Monday, October 11, 2010

Editorial Tip of the Week: Introductory Commas

Commas are often used after introductory phrases or words, especially to indicate pause. This can be very useful to help develop the way your piece reads and flows. Use of the comma is frequently a matter of preference and good judgement. However, there are certain instances with introductory phrases and words where a comma is specifically necessary. We'll just run through how the comma can (and sometimes should) be used here.

i. Introductory Phrase with Comma
A comma is used to indicate slight pause following an introductory phrase at the beginning of a sentence, with the exception of very short introductory phrases. In this case, the comma is also useful to prevent misreading of the sentence, so be sure you are not muddling a sentence by omitting a comma.
Examples: On the other hand, her favorite dinner wasn't exactly easy to prepare.
On Tuesday he tried to see the optometrist.
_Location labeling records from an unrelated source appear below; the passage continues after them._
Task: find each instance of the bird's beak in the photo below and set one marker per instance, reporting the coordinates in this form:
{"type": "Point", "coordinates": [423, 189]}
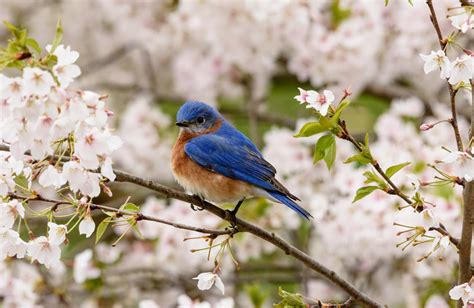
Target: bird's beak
{"type": "Point", "coordinates": [182, 124]}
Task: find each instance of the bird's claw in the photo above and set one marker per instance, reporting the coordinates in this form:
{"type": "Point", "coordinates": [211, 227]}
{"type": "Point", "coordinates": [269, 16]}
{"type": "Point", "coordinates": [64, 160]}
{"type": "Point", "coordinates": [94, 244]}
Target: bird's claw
{"type": "Point", "coordinates": [196, 207]}
{"type": "Point", "coordinates": [232, 219]}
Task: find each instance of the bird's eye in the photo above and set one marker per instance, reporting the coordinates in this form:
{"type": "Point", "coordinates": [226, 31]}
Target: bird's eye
{"type": "Point", "coordinates": [200, 120]}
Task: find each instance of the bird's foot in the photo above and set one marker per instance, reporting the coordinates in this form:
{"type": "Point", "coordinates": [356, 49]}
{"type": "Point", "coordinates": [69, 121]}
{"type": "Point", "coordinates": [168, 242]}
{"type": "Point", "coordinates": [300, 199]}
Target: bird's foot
{"type": "Point", "coordinates": [230, 216]}
{"type": "Point", "coordinates": [197, 207]}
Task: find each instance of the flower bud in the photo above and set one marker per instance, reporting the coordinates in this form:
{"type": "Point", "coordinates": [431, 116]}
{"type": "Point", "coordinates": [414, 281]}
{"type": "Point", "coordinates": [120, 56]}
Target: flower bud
{"type": "Point", "coordinates": [425, 126]}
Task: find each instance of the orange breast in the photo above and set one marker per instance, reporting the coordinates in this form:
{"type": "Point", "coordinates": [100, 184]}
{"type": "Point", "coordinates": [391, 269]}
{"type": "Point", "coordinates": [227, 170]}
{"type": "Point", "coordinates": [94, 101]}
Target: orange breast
{"type": "Point", "coordinates": [198, 180]}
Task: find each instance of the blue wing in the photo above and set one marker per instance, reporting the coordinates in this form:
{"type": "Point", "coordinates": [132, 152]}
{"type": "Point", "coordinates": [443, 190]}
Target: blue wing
{"type": "Point", "coordinates": [232, 154]}
{"type": "Point", "coordinates": [222, 155]}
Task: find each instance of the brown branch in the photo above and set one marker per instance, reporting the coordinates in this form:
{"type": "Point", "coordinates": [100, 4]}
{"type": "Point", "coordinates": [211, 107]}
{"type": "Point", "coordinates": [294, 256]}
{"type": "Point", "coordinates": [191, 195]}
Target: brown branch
{"type": "Point", "coordinates": [139, 216]}
{"type": "Point", "coordinates": [244, 226]}
{"type": "Point", "coordinates": [465, 242]}
{"type": "Point", "coordinates": [452, 93]}
{"type": "Point", "coordinates": [465, 272]}
{"type": "Point", "coordinates": [395, 190]}
{"type": "Point", "coordinates": [241, 225]}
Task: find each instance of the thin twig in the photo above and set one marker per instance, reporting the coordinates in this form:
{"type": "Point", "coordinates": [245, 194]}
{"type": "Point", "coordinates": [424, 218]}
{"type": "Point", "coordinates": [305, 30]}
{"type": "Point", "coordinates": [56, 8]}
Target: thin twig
{"type": "Point", "coordinates": [452, 92]}
{"type": "Point", "coordinates": [244, 226]}
{"type": "Point", "coordinates": [395, 190]}
{"type": "Point", "coordinates": [139, 216]}
{"type": "Point", "coordinates": [465, 244]}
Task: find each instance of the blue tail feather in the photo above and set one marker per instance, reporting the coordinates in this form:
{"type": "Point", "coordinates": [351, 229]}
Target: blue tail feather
{"type": "Point", "coordinates": [290, 203]}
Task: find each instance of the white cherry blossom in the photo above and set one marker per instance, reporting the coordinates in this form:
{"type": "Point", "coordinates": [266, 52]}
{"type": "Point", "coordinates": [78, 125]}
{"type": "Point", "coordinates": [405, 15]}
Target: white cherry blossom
{"type": "Point", "coordinates": [87, 226]}
{"type": "Point", "coordinates": [437, 60]}
{"type": "Point", "coordinates": [320, 102]}
{"type": "Point", "coordinates": [44, 251]}
{"type": "Point", "coordinates": [51, 177]}
{"type": "Point", "coordinates": [11, 244]}
{"type": "Point", "coordinates": [84, 268]}
{"type": "Point", "coordinates": [9, 211]}
{"type": "Point", "coordinates": [36, 81]}
{"type": "Point", "coordinates": [462, 292]}
{"type": "Point", "coordinates": [208, 279]}
{"type": "Point", "coordinates": [57, 233]}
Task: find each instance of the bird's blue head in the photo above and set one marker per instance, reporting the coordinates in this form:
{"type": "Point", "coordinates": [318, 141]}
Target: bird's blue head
{"type": "Point", "coordinates": [197, 117]}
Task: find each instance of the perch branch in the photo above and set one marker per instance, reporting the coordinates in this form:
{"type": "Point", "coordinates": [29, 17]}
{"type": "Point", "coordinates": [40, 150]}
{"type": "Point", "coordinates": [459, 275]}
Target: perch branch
{"type": "Point", "coordinates": [139, 216]}
{"type": "Point", "coordinates": [245, 226]}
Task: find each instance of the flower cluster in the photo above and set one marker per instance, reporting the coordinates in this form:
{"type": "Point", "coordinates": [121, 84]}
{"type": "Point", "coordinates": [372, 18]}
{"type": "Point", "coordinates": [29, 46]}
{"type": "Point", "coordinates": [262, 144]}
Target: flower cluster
{"type": "Point", "coordinates": [459, 70]}
{"type": "Point", "coordinates": [57, 137]}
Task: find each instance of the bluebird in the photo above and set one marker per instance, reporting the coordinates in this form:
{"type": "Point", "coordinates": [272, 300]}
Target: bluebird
{"type": "Point", "coordinates": [214, 160]}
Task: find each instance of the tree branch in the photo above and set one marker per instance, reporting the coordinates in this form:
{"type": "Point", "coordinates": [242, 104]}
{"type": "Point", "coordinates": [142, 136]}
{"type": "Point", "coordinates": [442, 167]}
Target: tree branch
{"type": "Point", "coordinates": [465, 244]}
{"type": "Point", "coordinates": [452, 92]}
{"type": "Point", "coordinates": [139, 216]}
{"type": "Point", "coordinates": [395, 190]}
{"type": "Point", "coordinates": [244, 226]}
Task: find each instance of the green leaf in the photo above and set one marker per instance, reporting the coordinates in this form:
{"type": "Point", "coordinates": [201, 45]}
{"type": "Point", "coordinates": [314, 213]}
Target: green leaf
{"type": "Point", "coordinates": [130, 207]}
{"type": "Point", "coordinates": [395, 168]}
{"type": "Point", "coordinates": [320, 149]}
{"type": "Point", "coordinates": [338, 13]}
{"type": "Point", "coordinates": [325, 149]}
{"type": "Point", "coordinates": [257, 294]}
{"type": "Point", "coordinates": [133, 223]}
{"type": "Point", "coordinates": [16, 32]}
{"type": "Point", "coordinates": [330, 156]}
{"type": "Point", "coordinates": [326, 123]}
{"type": "Point", "coordinates": [371, 177]}
{"type": "Point", "coordinates": [310, 129]}
{"type": "Point", "coordinates": [33, 44]}
{"type": "Point", "coordinates": [101, 228]}
{"type": "Point", "coordinates": [22, 182]}
{"type": "Point", "coordinates": [58, 36]}
{"type": "Point", "coordinates": [361, 158]}
{"type": "Point", "coordinates": [337, 114]}
{"type": "Point", "coordinates": [293, 300]}
{"type": "Point", "coordinates": [364, 192]}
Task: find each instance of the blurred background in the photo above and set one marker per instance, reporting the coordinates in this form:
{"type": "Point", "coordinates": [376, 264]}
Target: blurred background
{"type": "Point", "coordinates": [247, 58]}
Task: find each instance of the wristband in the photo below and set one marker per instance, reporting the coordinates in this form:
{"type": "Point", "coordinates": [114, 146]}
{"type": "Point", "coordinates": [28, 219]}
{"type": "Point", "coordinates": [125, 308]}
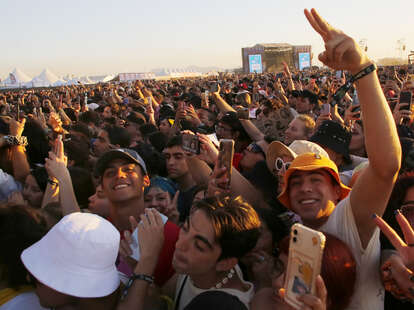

ii. Introductory Phrase without Comma
If the introductory phrase immediately precedes the verb it modifies, a comma is not used.
Example: Running along behind the car was her neighbor's new dog.

iii. Direct Address
Use a comma following names or words used in direct address and correspondence.
Examples: Friends, I will be selling my car soon.
Mr. Fry, please report back to me as soon as possible.

iv. "Yes," "no," etc.
Use a comma following yes, no, well then, and the like, at the beginning of a sentence when a slight pause is desired.
Examples: Yes, I admit he defeated me.
Well then, we should look into the matter.